Instinctively one feels that ... very far underground conditions must be quite different from those one finds on the surface... When, therefore, there is made the statement that objects dropped into the deep shafts of the Lake Superior copper district 'do not fall to the bottom but are invariably found clinging to the east side of the shaft' probably the average reader is apt to credit the statement as noting one more of the strange and uncanny facts which belong to the underworld.... When the press correspondent in telling it adds a touch of the gruesome in the implication that among the objects frequently found 'clinging to the east side of the shaft' are the pieces of a dismembered human body one may suppose that reportorial skill has reached its acme... Such a story was put forth not long ago ... and was copied in the daily press throughout the ... country. One may question whether a plain statement of the truth could obtain more than a fraction of the same extent of circulation. (Full Quote [PDF])

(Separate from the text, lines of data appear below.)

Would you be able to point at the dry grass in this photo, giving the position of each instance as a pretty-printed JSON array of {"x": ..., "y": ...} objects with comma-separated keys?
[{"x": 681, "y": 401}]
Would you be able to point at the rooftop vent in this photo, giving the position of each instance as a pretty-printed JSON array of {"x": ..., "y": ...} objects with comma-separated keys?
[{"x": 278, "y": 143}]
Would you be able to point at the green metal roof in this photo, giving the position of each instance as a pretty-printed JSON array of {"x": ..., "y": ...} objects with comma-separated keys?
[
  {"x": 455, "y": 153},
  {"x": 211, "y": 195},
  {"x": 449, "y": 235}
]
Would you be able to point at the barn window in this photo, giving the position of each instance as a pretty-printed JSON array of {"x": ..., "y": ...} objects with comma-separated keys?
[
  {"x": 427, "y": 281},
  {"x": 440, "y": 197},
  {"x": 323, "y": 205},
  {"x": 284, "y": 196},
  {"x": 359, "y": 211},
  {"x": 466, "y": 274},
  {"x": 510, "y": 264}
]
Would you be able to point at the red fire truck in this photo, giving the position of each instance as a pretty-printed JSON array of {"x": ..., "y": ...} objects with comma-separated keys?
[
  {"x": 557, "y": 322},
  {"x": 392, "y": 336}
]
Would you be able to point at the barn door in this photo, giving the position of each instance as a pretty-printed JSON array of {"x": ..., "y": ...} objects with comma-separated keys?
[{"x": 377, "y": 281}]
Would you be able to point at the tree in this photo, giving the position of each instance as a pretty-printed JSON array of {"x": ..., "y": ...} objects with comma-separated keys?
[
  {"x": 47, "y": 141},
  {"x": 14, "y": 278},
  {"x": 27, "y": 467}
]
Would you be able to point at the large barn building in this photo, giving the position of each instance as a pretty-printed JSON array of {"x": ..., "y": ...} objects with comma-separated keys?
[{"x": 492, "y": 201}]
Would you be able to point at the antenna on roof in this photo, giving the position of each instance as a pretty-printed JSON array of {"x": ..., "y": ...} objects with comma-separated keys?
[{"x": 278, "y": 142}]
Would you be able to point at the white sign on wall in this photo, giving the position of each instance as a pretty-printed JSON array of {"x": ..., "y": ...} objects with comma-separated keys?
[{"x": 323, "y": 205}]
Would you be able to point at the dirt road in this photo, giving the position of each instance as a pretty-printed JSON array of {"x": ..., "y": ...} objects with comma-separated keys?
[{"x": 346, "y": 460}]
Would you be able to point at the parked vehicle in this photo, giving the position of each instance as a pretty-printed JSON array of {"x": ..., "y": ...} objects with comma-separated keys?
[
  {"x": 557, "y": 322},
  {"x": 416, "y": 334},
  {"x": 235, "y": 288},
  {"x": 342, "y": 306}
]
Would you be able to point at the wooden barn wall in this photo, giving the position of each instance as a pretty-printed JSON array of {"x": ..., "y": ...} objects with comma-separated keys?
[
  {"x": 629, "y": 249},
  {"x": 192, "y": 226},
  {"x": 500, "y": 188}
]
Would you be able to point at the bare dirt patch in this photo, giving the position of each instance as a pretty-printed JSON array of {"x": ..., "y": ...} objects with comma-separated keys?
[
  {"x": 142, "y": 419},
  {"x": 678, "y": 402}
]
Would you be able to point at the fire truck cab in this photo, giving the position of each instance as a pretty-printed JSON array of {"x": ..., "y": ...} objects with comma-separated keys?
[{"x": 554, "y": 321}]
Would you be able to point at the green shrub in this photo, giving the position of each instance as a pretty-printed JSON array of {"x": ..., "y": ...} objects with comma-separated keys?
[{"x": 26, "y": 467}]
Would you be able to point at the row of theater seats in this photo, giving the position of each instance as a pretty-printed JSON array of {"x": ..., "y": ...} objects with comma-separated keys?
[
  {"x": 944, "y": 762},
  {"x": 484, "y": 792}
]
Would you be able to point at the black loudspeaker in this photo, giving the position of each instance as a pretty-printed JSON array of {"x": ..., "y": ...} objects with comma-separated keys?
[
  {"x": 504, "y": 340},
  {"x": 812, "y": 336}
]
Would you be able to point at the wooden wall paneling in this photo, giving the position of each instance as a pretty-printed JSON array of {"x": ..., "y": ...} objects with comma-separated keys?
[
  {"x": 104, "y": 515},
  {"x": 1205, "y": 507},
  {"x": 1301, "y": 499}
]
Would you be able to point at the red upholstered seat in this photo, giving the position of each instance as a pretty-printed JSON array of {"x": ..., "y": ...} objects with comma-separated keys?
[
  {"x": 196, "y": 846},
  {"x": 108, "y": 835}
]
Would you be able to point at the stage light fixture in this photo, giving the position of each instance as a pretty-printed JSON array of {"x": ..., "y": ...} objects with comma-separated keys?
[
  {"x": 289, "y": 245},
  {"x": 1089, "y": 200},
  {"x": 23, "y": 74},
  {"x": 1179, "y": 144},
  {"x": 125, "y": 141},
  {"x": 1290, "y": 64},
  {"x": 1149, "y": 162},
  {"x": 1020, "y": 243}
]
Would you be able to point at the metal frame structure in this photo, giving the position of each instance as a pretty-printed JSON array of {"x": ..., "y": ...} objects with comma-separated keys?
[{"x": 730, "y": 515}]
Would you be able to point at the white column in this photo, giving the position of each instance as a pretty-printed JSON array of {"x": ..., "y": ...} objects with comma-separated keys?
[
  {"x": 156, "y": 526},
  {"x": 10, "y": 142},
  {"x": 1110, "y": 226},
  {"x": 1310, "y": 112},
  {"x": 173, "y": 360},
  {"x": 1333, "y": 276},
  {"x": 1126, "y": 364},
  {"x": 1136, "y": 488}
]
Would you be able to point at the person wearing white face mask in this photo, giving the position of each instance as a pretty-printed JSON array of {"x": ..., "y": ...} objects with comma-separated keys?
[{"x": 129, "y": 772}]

McNair concluded that air resistance and air currents had a large effect on these experiments, a result which is not too surprising.** Since there was no way to remove the air, these experiments were not pursued.


* The quote here is from McNair’s original typewritten manuscript dated 1 June 1906. The article appeared, with minor editorial changes, in the Mining and Scientific Press, July 1906.

** A calculation accessible to upper level physics majors shows that the balls would already be very near terminal velocity after the first 1000 feet. Terminal velocity occurs when the forces due to gravity and the forces due to air resistance balance.